Successfully managing cow body condition score (BCS) at key times of the year will have a huge influence on the overall success of your suckler system.

On a scale of 1 to 5, BCS is an estimate of the cover of flesh on the animal, with 1 being completely emaciated and 5 being grossly over-fat.

A cows BCS is assessed at three areas of the animal: the ribs, the loin (short ribs, just in front of the hip) and the tail head.

Ideally, spring-calving cows would be housed for winter at a BCS of 3 and allowed to gradually lose half a BCS (roughly 35kg to 40kg) through winter. For the final 30 days pre-calving, a BCS of 2.5 should be maintained.

Post-calving, no matter how good the management is, cows will lose some condition.

The key here is to minimise this, so that cows are heading into the breeding season with a minimum BCS of 2.25.

While breeding may seem a long way away with the focus very much on calving at the moment, if you are striving to reduce your calving spread for next year, managing cows over the coming weeks will have a big bearing on the success of the breeding season.

Late January/early February calving and late-March turnout

Issues can arise with this system on farms where turnout does not take place until mid- to late March, six to eight weeks post-calving. This is the period of greatest nutritional demand of the entire year for the cow as she hits peak milk yield. A rapid change in diet at this point can affect the onset of cyclic activity.

Meal feeding should not be necessary at grass but 1kg/day could be fed for the first week to ease the transition

Managing the diet of the cow while indoors is very important. In most cases, concentrate feeding will be required. Where silage quality is good, (70DMD+), 1kg to 2kg of concentrate/day should be sufficient. For silage 65DMD to 69DMD this will need to increase to 3kg or 4kg concentrate/day – the higher end where cows are in poorer condition.

Try to have these cows out to grass at least three weeks prior to the start of breeding to allow them time to adjust from one diet to the other. Meal feeding should not be necessary at grass but 1kg/day could be fed for the first week to ease the transition, especially where high levels of meal feeding were taking place indoors.

Mid-March calving and early April turnout

For this system of production, post-calving you are looking at three to four weeks indoors prior to turnout.
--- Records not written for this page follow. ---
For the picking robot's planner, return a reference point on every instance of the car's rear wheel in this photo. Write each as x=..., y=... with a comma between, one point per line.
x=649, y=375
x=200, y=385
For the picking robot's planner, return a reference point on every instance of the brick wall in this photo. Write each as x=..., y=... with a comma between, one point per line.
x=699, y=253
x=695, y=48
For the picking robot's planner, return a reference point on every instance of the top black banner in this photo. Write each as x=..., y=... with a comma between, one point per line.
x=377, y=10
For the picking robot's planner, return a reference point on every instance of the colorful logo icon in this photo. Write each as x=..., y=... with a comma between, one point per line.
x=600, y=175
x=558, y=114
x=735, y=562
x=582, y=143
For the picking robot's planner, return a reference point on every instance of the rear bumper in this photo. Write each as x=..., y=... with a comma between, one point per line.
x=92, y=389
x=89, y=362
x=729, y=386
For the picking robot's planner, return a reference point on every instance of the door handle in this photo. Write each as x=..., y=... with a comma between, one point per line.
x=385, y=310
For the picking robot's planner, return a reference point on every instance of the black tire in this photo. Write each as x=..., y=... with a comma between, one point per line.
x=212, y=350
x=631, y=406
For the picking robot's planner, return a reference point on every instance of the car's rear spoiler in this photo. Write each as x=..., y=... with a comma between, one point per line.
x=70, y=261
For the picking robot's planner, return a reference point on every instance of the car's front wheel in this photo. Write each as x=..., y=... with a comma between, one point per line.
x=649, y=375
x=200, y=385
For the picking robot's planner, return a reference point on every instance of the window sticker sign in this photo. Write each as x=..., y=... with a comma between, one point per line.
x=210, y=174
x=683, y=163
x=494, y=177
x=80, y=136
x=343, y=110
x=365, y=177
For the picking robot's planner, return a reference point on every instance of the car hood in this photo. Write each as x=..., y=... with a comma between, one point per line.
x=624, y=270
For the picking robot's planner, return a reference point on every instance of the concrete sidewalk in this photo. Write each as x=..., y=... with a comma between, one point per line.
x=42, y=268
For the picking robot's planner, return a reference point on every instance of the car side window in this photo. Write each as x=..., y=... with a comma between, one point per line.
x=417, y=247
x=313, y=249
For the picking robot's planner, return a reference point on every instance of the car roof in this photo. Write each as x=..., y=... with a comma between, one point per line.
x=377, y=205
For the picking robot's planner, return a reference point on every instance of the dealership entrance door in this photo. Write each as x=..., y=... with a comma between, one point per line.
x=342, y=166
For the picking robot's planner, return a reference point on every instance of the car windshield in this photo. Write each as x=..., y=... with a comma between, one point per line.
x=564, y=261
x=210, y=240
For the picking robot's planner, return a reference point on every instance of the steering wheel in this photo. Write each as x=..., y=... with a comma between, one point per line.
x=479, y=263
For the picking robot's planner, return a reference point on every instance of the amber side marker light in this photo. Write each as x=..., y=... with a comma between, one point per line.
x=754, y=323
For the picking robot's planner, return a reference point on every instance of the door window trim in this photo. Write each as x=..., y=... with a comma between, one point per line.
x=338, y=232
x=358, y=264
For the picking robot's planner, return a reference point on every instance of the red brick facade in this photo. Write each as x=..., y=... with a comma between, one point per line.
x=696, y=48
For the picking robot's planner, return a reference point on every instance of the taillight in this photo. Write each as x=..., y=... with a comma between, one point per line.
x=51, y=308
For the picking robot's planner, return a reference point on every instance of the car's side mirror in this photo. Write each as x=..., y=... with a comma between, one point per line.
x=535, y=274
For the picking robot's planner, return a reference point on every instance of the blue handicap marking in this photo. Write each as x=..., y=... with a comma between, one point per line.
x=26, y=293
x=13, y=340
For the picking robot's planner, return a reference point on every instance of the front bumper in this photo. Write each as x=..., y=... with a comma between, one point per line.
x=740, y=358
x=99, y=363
Obviously, we want to minimise this as much as possible where ground conditions and weather allows.

Concentrate feeding rates should be scaled back by 1kg/head/day from what is outlined for the early-spring calving cow example. This is because turnout will occur prior to the period of peak nutritional demand.

Cows calving in too good or too poor BCS

This spring, farmers and vets are reporting cows in better BCS compared to recent years due to both the increased quality and, more so, quantity of silage in yards this winter. In some instances, this can lead to increased calving difficulty.

For cows in the final weeks of pregnancy, restricting feed is not recommended as it can have a negative effect on the cow’s ability to calve. The best option here is to offer cows as much room as possible, to try and get them more fit for calving. This is especially true for cows have been in well-stocked pens all winter.

If a difficult calving was experienced, get cows out to grass as soon as possible

Once calved, while these cows are in good condition, avoid excessive loss in BCS, as this delays the onset of cyclic activity. If a difficult calving was experienced, get cows out to grass as soon as possible. It may be worth scanning cows that have had a difficult calving before the breeding season to they are correct for breeding.

For cows calving in too low BCS, the advice is similar with trying to get to grass as soon as possible post-calving. While the cow is indoors, feed the best available silage on farm and offer 1kg to 2kg concentrate supplementation/day. Where silage quality is poor or where turnout will not take place in the first five weeks post-calving, concentrate supplementation will need to be offered at 3kg to 4kg/day.